I was blessed to be surrounded by so many people--parents, friends, mentors, professors, OSD staff--who encouraged me so much that I would have quit a long time ago if it had not been for them being in my life,” said Mary Morgan Green.

Victoria Hans acknowledged “overwhelming support and encouragement I have received from the WKU community throughout my time at Western, specifically in the Chinese Flagship Program and Department of Philosophy & Religion,” in which she completed her Honors thesis on gender-inclusive mosques in East Asia and the United States.

Hohenstein acknowledged Dr. Brian Strow in the Department of Economics in particular for “all of the knowledge and assistance he has given me during my four years at WKU; with his support I am prepared to leave school and chase my dreams.”

Given the unprecedented global COVID-19 pandemic, the earliest possible overseas start date for Boren Scholars’ programs has been pushed back to January 1, 2021. The awardees for 2020 will be given some flexibility to ensure that as many as possible are able to proceed with their overseas language study when it is safe and feasible to do so.

While everyone involved hopes students are able to carry out their language study plans, the application process itself has been valuable. "This application process has taught me that my dreams are never too big to achieve, and there is always someone out there that can help me if I just look,” said Hohenstein.

“Going through the Boren application really helped put my short and long-term postgrad goals into perspective,” said Richardson.

The David L. Boren Scholarships and Fellowships are sponsored by the National Security Education Program (NSEP), a federal initiative designed to build a broader and more qualified pool of U.S. citizens with foreign language and international skills. Boren Awards provide U.S. undergraduate and graduate students with resources and encouragement to acquire language skills and experience in countries critical to the future security and stability of the United States. In exchange for funding, BOren award recipients agree to work in the federal government for a period of at least one year.

“The National Security Education Program,” according to Dr. Michael A. Nugent, Director of the Defense Language and National Security Education Office (DLNSEO), “is helping change the U.S. higher education system and the way Americans approach the study of foreign languages and cultures.”

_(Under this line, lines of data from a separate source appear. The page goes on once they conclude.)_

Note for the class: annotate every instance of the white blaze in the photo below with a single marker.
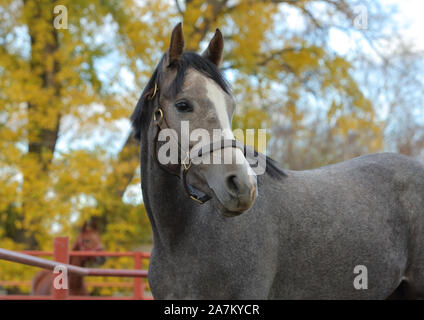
(216, 95)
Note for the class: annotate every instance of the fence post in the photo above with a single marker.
(60, 254)
(138, 289)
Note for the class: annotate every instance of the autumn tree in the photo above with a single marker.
(61, 87)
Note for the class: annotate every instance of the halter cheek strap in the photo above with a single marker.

This year, the Institute of International Education (IIE), which administers the awards on behalf of NSEP, received 784 applications from undergraduates for the Boren Scholarships and awarded 217.

Since 1994, over 7000 American students have received Boren Awards and contributed their vital skills to careers in support of the critical missions of agencies throughout the federal government.

“To continue to play a leadership role in the world, it is vital that America’s future leaders have a deep understanding of the rest of the world,” says former U.S. Senator David Boren, the principal author of the legislation that created the National Security Education Program.

About the Office of Scholar Development: The Office of Scholar Development is committed to helping WKU students in all majors and degree programs develop the vision, experience, and skills to be independent, engaged scholars. OSD welcomes the opportunity to work with students interested in nationally competitive scholarships.